Let us solve a characteristic equation:

"k^2-2k+2=0"

"(k-1)^2+1=0"

"(k-1)^2=-1"

"k_1=1+i, k_2=1-i"

The general solution is of the following form:

"y(x)=e^x(C_1\\cos x+C_2\\sin x)+y_p(x)," where "y_p(x)" is a particular solution, "C_1, C_2" are arbitrary constants.

The particular solution has the following form:

"y_p(x)=A\\sin 2x+B\\cos 2x", whrere "A" and "B" are constants.

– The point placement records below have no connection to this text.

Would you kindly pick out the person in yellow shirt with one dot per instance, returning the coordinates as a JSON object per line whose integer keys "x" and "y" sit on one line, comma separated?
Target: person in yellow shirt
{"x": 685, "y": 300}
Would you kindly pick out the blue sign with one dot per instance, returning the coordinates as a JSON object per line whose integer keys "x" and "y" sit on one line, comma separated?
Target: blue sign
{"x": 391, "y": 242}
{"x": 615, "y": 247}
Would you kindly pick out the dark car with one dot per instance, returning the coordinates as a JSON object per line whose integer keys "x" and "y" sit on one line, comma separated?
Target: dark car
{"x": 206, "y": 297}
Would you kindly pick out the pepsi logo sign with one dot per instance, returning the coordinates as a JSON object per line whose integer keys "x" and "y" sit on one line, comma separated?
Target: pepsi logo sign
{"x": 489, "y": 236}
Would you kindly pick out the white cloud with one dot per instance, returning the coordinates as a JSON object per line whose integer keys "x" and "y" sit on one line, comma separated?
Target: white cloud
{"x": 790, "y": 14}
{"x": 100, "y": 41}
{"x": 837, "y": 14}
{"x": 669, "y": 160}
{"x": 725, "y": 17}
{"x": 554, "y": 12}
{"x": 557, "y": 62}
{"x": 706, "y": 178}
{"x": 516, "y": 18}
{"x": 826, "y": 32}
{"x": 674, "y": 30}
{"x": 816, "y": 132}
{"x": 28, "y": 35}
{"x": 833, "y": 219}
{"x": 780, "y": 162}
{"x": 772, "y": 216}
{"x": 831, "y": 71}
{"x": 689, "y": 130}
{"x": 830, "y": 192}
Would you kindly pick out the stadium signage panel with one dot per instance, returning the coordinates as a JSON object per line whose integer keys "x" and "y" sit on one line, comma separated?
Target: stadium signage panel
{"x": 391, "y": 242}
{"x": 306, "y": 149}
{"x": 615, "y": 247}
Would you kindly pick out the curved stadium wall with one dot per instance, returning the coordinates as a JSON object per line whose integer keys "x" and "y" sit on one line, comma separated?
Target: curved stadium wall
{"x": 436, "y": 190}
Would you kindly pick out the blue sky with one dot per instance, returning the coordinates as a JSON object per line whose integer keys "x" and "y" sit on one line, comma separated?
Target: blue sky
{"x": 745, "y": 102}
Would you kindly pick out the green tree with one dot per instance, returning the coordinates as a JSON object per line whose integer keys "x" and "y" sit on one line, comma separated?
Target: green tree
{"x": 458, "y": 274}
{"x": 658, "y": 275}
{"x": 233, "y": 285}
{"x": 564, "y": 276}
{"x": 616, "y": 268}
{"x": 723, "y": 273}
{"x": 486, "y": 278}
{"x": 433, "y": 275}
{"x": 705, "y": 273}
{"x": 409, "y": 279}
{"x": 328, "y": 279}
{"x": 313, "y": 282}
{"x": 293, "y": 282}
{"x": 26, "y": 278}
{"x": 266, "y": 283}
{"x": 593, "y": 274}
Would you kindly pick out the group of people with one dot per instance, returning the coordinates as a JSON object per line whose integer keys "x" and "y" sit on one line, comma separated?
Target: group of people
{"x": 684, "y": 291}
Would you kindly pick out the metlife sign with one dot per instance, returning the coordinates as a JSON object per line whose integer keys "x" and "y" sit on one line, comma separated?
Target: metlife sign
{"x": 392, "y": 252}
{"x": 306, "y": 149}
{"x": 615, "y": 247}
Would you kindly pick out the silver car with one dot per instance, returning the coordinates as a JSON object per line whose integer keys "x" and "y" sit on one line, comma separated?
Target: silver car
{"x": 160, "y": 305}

"\\frac{dy_p}{dx}=2A\\cos 2x-2B\\sin 2x"

"\\frac{d^2y_p}{dx^2}=-4A\\sin 2x-4B\\cos 2x"

Put founded derivatives in the differential equation:

"-4A\\sin 2x-4B\\cos 2x-2(2A\\cos 2x-2B\\sin 2x)+2(A\\sin 2x+B\\cos 2x)=\\sin 2x"

"(-4A+4B+2A)\\sin 2x+(-4B-4A+2B)\\cos 2x=\\sin 2x"

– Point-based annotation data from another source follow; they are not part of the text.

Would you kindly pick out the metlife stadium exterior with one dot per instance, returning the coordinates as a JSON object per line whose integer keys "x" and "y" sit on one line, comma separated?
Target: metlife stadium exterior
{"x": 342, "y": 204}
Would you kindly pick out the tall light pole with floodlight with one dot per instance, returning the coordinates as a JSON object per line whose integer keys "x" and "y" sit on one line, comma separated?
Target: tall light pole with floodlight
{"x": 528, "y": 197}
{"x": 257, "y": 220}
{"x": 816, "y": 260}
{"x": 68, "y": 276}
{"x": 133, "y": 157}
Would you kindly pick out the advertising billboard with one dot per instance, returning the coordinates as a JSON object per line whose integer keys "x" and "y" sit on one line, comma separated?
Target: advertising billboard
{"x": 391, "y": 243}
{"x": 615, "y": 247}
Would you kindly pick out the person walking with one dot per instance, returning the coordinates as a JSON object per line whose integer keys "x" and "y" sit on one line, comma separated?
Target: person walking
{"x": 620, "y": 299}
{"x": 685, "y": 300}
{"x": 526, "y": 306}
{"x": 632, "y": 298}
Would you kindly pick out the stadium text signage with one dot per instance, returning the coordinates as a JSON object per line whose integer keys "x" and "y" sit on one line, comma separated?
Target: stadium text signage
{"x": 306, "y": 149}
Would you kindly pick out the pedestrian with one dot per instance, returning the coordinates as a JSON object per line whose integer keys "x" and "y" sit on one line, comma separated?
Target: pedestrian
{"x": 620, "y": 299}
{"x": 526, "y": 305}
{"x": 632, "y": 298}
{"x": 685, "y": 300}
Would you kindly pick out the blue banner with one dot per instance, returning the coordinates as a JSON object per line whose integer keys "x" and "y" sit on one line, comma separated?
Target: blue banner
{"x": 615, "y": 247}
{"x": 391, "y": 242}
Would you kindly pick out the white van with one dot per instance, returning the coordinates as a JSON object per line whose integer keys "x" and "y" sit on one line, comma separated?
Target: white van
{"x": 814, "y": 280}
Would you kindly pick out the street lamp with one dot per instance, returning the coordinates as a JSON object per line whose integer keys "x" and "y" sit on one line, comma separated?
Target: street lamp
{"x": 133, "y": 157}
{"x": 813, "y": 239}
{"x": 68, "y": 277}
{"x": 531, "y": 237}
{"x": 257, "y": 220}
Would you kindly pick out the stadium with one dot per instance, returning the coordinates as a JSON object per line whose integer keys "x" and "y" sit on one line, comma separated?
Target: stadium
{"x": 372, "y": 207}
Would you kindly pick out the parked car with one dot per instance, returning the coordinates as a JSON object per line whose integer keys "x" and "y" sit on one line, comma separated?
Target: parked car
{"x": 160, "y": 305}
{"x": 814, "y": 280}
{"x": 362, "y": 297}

"(-2A+4B)\\sin 2x+(-4A-2B)\\cos 2x=\\sin 2x"

Equating the corresponding coefficients, we obtain a system of equations:

"\\begin{cases} -2A+4B=1\\\\ -4A-2B=0 \\end{cases}"

"\\begin{cases} -2A+4B=1\\\\ B=-2A \\end{cases}"

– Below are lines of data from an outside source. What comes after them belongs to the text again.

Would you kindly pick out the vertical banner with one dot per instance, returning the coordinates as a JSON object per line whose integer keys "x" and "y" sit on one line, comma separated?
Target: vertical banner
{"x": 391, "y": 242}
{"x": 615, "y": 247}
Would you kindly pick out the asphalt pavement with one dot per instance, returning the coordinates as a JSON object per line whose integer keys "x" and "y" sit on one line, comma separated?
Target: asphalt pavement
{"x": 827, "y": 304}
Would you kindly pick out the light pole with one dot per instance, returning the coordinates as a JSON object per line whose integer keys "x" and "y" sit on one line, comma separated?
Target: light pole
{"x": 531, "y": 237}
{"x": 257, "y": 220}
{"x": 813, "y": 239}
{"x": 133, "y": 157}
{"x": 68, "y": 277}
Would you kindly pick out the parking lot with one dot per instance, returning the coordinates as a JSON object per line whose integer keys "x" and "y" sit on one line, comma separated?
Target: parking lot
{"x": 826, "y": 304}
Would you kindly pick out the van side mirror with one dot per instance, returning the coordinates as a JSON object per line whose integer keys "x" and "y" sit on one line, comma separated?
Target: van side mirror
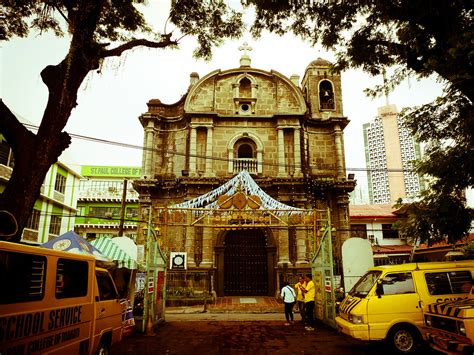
{"x": 379, "y": 289}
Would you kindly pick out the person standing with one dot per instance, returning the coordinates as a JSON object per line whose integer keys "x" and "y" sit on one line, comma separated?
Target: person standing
{"x": 300, "y": 298}
{"x": 309, "y": 292}
{"x": 288, "y": 295}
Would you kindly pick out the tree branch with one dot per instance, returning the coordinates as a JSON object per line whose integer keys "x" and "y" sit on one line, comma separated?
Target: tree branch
{"x": 15, "y": 133}
{"x": 115, "y": 52}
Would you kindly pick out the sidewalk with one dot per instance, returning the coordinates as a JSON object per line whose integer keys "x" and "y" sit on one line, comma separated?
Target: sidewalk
{"x": 228, "y": 304}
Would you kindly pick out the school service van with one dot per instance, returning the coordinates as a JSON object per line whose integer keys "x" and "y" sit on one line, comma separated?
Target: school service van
{"x": 387, "y": 302}
{"x": 54, "y": 302}
{"x": 449, "y": 326}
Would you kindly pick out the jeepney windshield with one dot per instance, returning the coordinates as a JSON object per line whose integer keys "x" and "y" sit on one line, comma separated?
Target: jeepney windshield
{"x": 365, "y": 283}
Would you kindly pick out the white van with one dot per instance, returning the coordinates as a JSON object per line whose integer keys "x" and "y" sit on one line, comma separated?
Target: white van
{"x": 55, "y": 302}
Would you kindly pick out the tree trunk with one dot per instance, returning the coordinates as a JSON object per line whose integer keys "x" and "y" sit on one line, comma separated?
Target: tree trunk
{"x": 34, "y": 154}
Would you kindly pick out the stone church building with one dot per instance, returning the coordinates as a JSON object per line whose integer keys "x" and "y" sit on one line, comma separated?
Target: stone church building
{"x": 286, "y": 135}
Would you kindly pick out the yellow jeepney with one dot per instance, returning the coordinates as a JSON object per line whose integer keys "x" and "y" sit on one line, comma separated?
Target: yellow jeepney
{"x": 387, "y": 302}
{"x": 55, "y": 302}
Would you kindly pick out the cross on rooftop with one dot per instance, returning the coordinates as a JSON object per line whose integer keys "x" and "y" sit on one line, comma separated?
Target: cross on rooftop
{"x": 245, "y": 47}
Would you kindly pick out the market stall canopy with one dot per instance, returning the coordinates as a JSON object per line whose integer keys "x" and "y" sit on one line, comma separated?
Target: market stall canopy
{"x": 115, "y": 252}
{"x": 127, "y": 245}
{"x": 73, "y": 243}
{"x": 242, "y": 182}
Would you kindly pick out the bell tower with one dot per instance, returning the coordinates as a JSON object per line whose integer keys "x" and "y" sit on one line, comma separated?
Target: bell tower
{"x": 322, "y": 90}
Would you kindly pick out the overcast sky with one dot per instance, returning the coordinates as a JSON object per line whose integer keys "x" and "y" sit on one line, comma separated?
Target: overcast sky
{"x": 110, "y": 102}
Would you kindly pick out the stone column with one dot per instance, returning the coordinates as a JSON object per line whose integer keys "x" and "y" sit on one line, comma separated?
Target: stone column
{"x": 339, "y": 152}
{"x": 283, "y": 247}
{"x": 297, "y": 151}
{"x": 342, "y": 232}
{"x": 259, "y": 161}
{"x": 281, "y": 152}
{"x": 230, "y": 164}
{"x": 149, "y": 139}
{"x": 207, "y": 248}
{"x": 301, "y": 248}
{"x": 209, "y": 171}
{"x": 189, "y": 246}
{"x": 192, "y": 152}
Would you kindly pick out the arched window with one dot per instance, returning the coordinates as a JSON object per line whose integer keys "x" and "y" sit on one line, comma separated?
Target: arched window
{"x": 245, "y": 151}
{"x": 245, "y": 88}
{"x": 326, "y": 95}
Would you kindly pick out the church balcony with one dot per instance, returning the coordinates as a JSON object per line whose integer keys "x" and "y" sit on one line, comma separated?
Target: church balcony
{"x": 246, "y": 164}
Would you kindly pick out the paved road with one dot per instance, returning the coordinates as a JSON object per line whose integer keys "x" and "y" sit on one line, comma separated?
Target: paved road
{"x": 244, "y": 334}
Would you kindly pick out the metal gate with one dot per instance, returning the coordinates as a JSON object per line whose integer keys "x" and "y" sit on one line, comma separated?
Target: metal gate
{"x": 323, "y": 278}
{"x": 245, "y": 263}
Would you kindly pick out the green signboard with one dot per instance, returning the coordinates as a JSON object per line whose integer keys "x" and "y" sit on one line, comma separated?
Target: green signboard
{"x": 111, "y": 171}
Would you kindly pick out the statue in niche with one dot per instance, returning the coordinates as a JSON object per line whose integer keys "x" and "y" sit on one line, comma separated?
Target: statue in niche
{"x": 326, "y": 95}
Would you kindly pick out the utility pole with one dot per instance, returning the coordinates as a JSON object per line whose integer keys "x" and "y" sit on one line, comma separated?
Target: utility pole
{"x": 122, "y": 208}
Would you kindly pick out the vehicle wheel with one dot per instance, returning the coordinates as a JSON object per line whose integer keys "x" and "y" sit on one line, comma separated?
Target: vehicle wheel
{"x": 104, "y": 348}
{"x": 403, "y": 339}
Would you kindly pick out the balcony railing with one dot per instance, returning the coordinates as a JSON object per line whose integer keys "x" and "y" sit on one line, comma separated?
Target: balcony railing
{"x": 246, "y": 164}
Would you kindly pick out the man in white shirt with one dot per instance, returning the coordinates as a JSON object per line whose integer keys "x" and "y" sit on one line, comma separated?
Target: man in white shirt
{"x": 289, "y": 297}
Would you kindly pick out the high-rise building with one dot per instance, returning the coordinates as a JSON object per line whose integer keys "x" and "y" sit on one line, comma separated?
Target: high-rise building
{"x": 390, "y": 151}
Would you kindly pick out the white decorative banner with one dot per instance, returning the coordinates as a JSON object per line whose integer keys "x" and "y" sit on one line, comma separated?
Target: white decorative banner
{"x": 248, "y": 185}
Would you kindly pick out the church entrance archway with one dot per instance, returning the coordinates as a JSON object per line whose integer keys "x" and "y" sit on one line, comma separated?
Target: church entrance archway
{"x": 246, "y": 263}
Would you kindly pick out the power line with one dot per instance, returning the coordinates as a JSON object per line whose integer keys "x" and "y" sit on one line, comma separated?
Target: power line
{"x": 205, "y": 157}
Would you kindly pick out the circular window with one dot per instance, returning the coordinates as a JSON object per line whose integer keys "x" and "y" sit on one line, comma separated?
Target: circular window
{"x": 245, "y": 107}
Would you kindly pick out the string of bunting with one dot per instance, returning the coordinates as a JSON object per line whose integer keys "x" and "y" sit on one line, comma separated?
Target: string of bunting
{"x": 242, "y": 181}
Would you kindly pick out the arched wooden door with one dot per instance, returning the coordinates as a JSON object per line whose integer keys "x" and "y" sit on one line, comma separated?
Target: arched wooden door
{"x": 246, "y": 263}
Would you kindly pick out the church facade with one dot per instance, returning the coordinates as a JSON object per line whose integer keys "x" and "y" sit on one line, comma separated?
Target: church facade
{"x": 286, "y": 135}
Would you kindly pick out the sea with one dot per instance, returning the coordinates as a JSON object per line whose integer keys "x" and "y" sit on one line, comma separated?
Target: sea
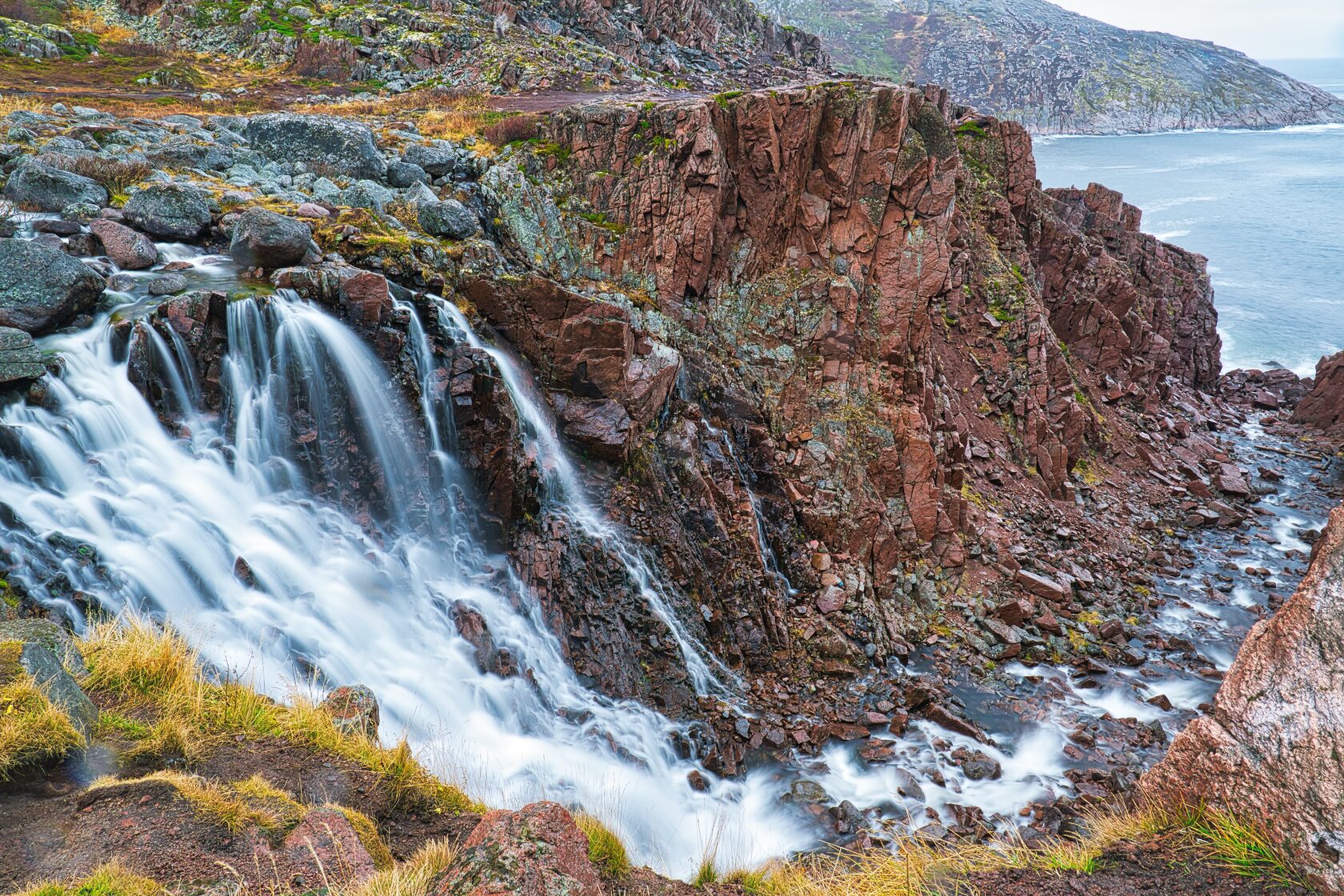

"\\begin{cases} -10A=1\\\\ B=-2A \\end{cases}"

"\\begin{cases} A=-\\frac{1}{10}\\\\ B=\\frac{1}{5} \\end{cases}"

Finally, the solution of the differential equation is the following:

"y(x)=e^x(C_1\\cos x+C_2\\sin x)-\\frac{1}{10}\\sin 2x+\\frac{1}{5}\\cos 2x."